Skip to main content

Dual/Codual numbers for Forward/Reverse Automatic Differentiation

In my last two posts on automatic differentiation (AD), I described some basic primitives that implement the standard approach to forward mode AD using dual numbers, and then a dual representation of dual numbers that can compute in reverse mode. I'm calling these "co-dual " numbers, as they are the categorical dual of dual numbers.

It didn't click at the time that this reverse mode representation seems to be novel. If it's not, please let me know! I haven't seen any equivalent of dual numbers capable of computing in reverse mode.

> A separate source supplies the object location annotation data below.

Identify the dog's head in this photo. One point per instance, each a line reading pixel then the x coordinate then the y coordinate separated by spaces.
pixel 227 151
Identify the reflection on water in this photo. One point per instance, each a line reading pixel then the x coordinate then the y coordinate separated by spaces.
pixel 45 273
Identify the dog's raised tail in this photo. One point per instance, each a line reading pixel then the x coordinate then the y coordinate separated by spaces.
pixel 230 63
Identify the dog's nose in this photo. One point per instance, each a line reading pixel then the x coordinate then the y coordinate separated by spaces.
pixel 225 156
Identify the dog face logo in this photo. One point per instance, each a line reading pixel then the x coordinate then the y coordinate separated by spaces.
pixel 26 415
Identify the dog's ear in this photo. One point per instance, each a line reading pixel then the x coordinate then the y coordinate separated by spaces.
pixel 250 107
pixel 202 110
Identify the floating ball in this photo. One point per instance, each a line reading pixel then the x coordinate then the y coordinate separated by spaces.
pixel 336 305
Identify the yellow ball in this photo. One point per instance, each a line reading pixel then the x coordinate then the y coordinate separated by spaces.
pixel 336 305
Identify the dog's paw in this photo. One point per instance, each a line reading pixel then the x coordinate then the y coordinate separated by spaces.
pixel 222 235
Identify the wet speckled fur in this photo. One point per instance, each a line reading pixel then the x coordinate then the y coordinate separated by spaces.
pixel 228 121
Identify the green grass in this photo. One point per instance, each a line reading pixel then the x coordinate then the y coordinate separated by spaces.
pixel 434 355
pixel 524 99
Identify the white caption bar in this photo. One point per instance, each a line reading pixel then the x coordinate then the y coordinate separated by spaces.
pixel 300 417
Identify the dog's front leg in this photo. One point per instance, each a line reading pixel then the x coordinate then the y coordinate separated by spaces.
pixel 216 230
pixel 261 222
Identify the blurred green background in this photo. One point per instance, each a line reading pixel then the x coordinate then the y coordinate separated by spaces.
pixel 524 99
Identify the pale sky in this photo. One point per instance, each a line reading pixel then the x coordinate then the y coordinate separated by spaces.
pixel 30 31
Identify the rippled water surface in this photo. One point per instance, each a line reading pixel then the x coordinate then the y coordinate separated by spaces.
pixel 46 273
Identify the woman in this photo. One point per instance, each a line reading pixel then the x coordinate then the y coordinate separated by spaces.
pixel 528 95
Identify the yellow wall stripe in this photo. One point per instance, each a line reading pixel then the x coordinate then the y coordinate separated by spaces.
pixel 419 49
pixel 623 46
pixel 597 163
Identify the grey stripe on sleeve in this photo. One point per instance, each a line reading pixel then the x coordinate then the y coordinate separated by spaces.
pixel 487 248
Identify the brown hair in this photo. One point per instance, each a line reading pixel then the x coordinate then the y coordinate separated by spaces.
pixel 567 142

When reverse mode AD is needed, most introductions to AD go straight to building a graph/DAG representation of the computation in order to improve the sharing properties and run the computation backwards, but that isn't strictly necessary. I aim to show that there's a middle ground between dual numbers and the graph approach, even if it's only suitable for pedagogical purposes.

Review: Dual Numbers

Dual numbers augment standard numbers with an extra term for the derivative of that number:

real number x   =(dual number transform)=>   x + x'*ϵ

Then various identities over addition, multiplication and trig functions propagate the derivative throughout the function to the return value. Here is a simple type for dual numbers to illustrate:
public readonly struct Dual
{
    public readonly double Magnitude;

    public readonly double Derivative;
    
    public static Dual operator +(Dual lhs, Dual rhs) =>
        new Dual(lhs.Magnitude + rhs.Magnitude,
                 lhs.Derivative + rhs.Derivative);
        
    public static Dual operator *(Dual lhs, Dual rhs) =>
        new Dual(lhs.Magnitude * rhs.Magnitude,
                 lhs.Derivative * rhs.Magnitude + rhs.Derivative * lhs.Magnitude);
            
    public Dual Pow(int k) =>
        new Dual(Math.Pow(Magnitude, k),
                 k * Math.Pow(Magnitude, k - 1) * Derivative);
}
The standard calculation operates on the Magnitude field, and the Derivative field computes the derivative right alongside via the standard identities. This permits you to somewhat efficiently differentiate any function that accepts only values of type Dual, which is called forward mode AD:
public static class Calculus
{
    public static Dual DerivativeX0At(
        double x0, double x1, Func<Dual, Dual, Dual> f) =>
        f(new Dual(x0, 1), new Dual(x1, 0));

    public static Dual DerivativeX1At(
        double x0, double x1, Func<Dual, Dual, Dual> f) =>
        f(new Dual(x0, 0), new Dual(x1, 1));
}
We call a differentiable function with 1 in the derivative position of a parameter if we're differentiating with respect to that parameter. This means you can only take the derivative with respect to a single parameter at a time in forward mode. If you need to differentiate with respect to multiple input parameters, you need to run the whole function repeatedly, once for each derivative (or as I covered in my first post, use a vector of derivatives which has high space complexity).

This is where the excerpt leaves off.